True. The issues you bring up would all need to be worked out in the
context of how DOM deals with scripts and XML files.
> SAX rules.
Absolutely. Good luck with the SAX-compliant iCal...
Finally, in one more bout of brain-flex that has me looking like I am an
idiot telling tales full of sound and fury signifying whatever, Elwood
wrote in
http://xent.ics.uci.edu/FoRK-archive/apr98/0447.html
something brilliant which has nothing to do with events, or maybe it
does in one of those interconnectedness kind of ways:
> Newton was born in 1642. It's generally recognised that he showed no
> promise in his early years at Cambridge and took a degree without
> distinction in 1665 - when he was 23.
I stand corrected. I guess van Doren comes from the "Rohit Khare School
of Embellishment and Propaganda" (TM).
On the other hand, Newton did manage to take a degree without
distinction several years earlier in his life than I'm going to (and
this is still up in the air) take my degree without distinction.

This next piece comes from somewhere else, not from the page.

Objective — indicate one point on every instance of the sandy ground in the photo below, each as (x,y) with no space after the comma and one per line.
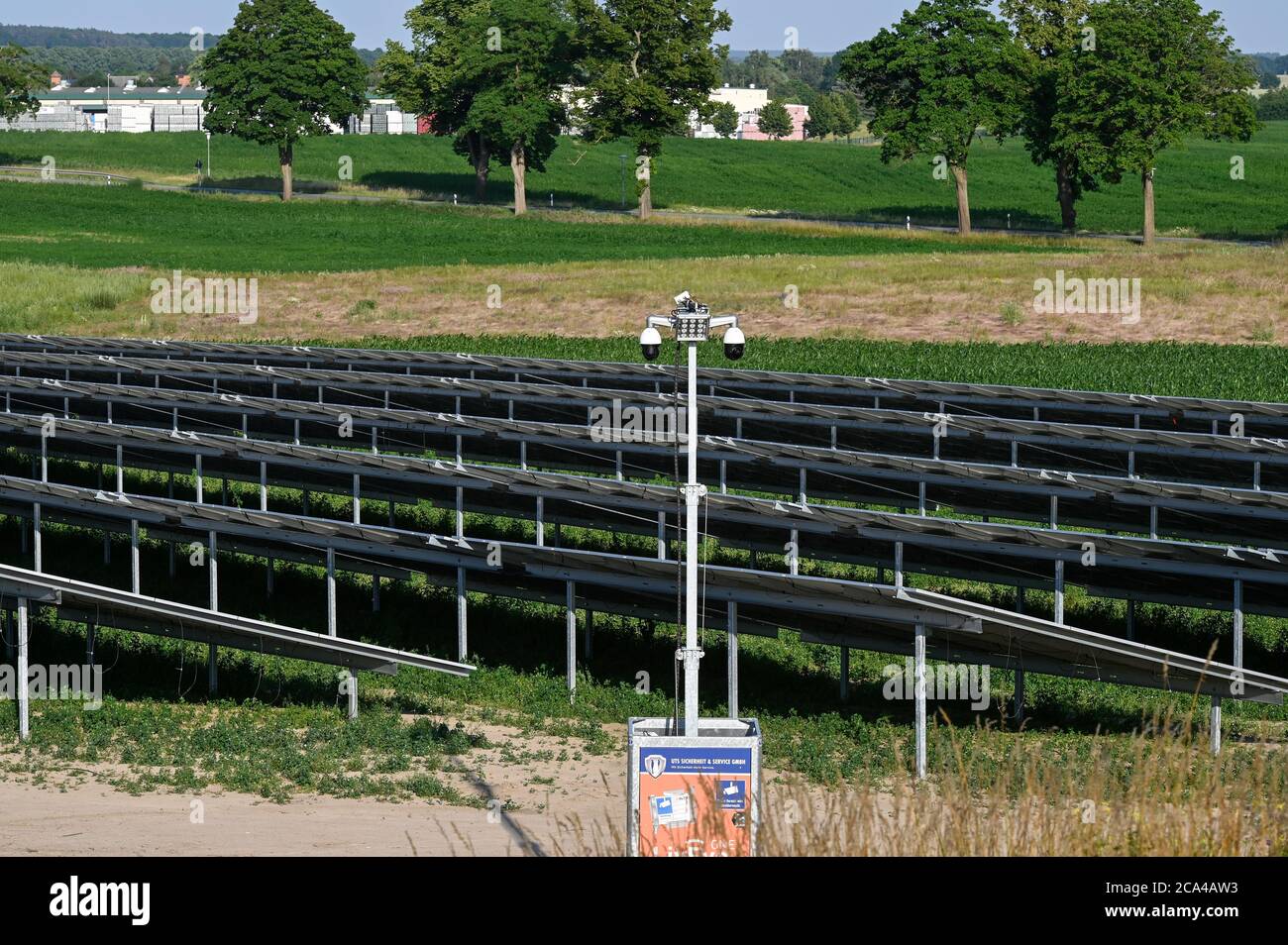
(97,820)
(540,797)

I found the rest of your writeup fascinating, Elwood -- thanks for
setting the record straight on that Fig of a Newton...
> Leibnitz in particular is an amazing polymath, who, foreshadowing
> today, published only what he could get funding and interest for and
> left the original work - in optics, mechanics, law, politics,
> probability theory - to be published after his death.
>
> These days, we skip wasting time on the 'original work' bit.
Is there such thing as original work these days, or does everything owe
to the fact that we're all in perpetual communication with peers,
friends, allies, foes, family, and those knaves in the bars and coffee
houses who won't stop tubthumping?
----
adam@cs.caltech.edu
Your manuscript is both good and original; but the part that is good is
not original, and the part that is original is not good.